If your children are younger, they may feel gratitude but don’t really realize what it is or put a name to it. So, explaining what gratitude is to your children is key to properly celebrating the holiday later on. Once they start to get that definition in their mind, start giving them examples and even showing gratitude in action. Maybe you’re driving and someone lets you into the lane, and that can be a moment of gratitude, or you suddenly find a $5 bill in your coat, which can help cover groceries for the month. Showing them more real-world examples, both small and large, can help them grasp the feelings that are becoming actions. You can then start asking them what they are grateful for, and even keeping a log or notebook to write them down. 

Thanksgiving Gratitude

For the holiday itself, you can have your children write down what they are grateful for to read out loud during dinner, or just go around the table and tell everyone.

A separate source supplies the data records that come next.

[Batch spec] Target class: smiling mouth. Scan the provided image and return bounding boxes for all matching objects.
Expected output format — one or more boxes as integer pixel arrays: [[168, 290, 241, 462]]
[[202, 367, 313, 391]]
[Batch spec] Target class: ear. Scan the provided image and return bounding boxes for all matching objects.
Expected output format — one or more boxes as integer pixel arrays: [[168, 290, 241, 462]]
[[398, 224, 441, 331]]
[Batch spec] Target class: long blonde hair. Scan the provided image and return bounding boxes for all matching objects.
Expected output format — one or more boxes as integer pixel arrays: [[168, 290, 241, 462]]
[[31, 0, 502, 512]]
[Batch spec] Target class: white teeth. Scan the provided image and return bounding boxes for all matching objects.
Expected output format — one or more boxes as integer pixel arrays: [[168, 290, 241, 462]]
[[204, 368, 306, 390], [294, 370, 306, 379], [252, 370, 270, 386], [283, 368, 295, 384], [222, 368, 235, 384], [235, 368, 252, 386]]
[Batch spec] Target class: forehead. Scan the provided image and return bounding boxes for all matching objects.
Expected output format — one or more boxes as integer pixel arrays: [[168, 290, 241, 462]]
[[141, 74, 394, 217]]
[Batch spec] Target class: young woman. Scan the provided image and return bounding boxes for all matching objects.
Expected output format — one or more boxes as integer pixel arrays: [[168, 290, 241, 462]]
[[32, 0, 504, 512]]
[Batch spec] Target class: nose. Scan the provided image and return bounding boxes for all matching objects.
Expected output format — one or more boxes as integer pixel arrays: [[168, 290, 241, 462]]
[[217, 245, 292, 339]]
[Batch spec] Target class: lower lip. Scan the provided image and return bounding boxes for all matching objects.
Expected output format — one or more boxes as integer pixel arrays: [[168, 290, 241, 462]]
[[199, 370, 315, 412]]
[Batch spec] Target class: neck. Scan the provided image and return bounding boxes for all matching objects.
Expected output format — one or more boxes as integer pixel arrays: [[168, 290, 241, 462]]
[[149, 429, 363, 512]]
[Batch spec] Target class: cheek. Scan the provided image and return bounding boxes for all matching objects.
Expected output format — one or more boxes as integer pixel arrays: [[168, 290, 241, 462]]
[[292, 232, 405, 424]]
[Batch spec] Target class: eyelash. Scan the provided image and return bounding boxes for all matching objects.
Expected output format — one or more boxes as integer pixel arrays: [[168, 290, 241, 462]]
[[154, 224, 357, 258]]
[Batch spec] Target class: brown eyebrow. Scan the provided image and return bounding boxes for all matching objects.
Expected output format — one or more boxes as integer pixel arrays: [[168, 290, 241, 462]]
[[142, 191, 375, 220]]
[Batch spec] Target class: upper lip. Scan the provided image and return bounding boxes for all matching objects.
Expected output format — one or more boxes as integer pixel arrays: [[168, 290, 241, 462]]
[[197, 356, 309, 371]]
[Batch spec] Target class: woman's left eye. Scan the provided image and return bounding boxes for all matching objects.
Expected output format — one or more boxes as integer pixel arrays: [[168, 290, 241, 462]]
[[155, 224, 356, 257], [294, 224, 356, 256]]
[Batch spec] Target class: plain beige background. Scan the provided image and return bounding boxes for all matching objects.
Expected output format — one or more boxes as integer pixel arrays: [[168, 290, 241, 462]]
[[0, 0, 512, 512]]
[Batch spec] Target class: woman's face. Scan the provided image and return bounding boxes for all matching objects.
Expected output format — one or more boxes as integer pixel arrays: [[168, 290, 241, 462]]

You can have your kids do this in different methods, whether it’s a turkey-hand that has what your child is grateful for on its feathers, or a gratitude jar where everyone writes it down and puts it inside. You can then read what people wrote during the dinner or waiting till later in the evening and even trying to guess who wrote what!

Future Gratitude

To help keep gratitude more in the fore-front of your everyday life, there are easy ways to help your children continue too. They can keep a Gratitude Journal or even use their social media account to post what they are grateful for every day, week, or month. If your kid is specifically grateful for something, such as sports, computers, or having food every day, use that to spark some volunteer work through their gratitude! Volunteering at a soup kitchen, a sports event (or teaching younger kids how to play a sport, if your child is older), or teaching a family member on how to use a computer.  

Feeling and showing gratitude doesn’t have to end after Thanksgiving!